Ketika tali pusar diputus saat kelahiran, maka
kita pun harus hidup dan melanjutkan kehidupan dalam topangan di kisaran pusar.
Selaku makhluk ragawi, kita melata di dunia
bertolak pada pertimbangan pada apa yang di atas pusar, perut dan di bawah
pusar, birahi.
Pola tingkah, sikap, ulah, putusan pun diambil
atas dorongan-dorongan perut dan birahi. Korupsi, bentuk konkrit dari pemenuhan
perut. Seligkuh-zina, bentuk nyata dari hasrat birahi.
Datanglah ramadhan, dengan senjata pamungkas
puasanya, untuk jedah sejenak agar perut dan birahi dikendalikan.
Puasa mengingatkan kembali akan perjanjian
purba dengan Ilahi, sebagai makhluk citra Ilahi karena ada Ruh Ilahi dalam
diri. Yang ditiupkan saat masih dalam rahim, sebagai pengendali sari pati
tanah, yang dipasok lewat ketuban.
Puasa mengajak, agar bertindak bukan atas
dasar kisaran pusar.
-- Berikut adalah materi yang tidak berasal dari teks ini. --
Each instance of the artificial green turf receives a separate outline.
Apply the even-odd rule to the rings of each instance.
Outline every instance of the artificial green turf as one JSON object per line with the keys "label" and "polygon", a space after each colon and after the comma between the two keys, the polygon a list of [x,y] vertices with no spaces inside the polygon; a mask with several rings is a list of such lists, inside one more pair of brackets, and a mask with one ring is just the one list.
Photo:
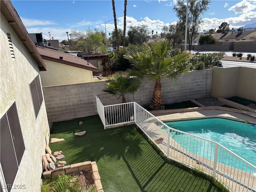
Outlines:
{"label": "artificial green turf", "polygon": [[182,109],[191,107],[198,107],[197,105],[190,101],[184,101],[180,103],[173,103],[164,105],[165,109]]}
{"label": "artificial green turf", "polygon": [[[80,121],[83,121],[79,125]],[[104,130],[98,116],[54,123],[50,144],[67,164],[96,161],[104,191],[218,192],[207,180],[166,162],[135,126]],[[74,135],[84,130],[83,136]]]}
Tetapi pada dada, tempat mukimnya hati-nurani dan kepala
tempat bertenggernya akal-pikiran.
Dengan hati-nuranilah kita mewujud menjadi
manusia citra Ilahi. Dengan akal-pikiran kita berbeda dengan makhluk lain.
Sebelas bulan kita hidup layaknya makhluk
lain, dengan perut dan birahi menata hidup dan kehidupan, satu bulan disediakan
untuk melayak jadi manusia. Meski manusia sejati, sebelas bulan tambah satu
bulan, menjadi dua belas bulan sama saja, sebab ia telah menggunaan
hati-nuraninya dan akal-pikirannya melata di atas bumi.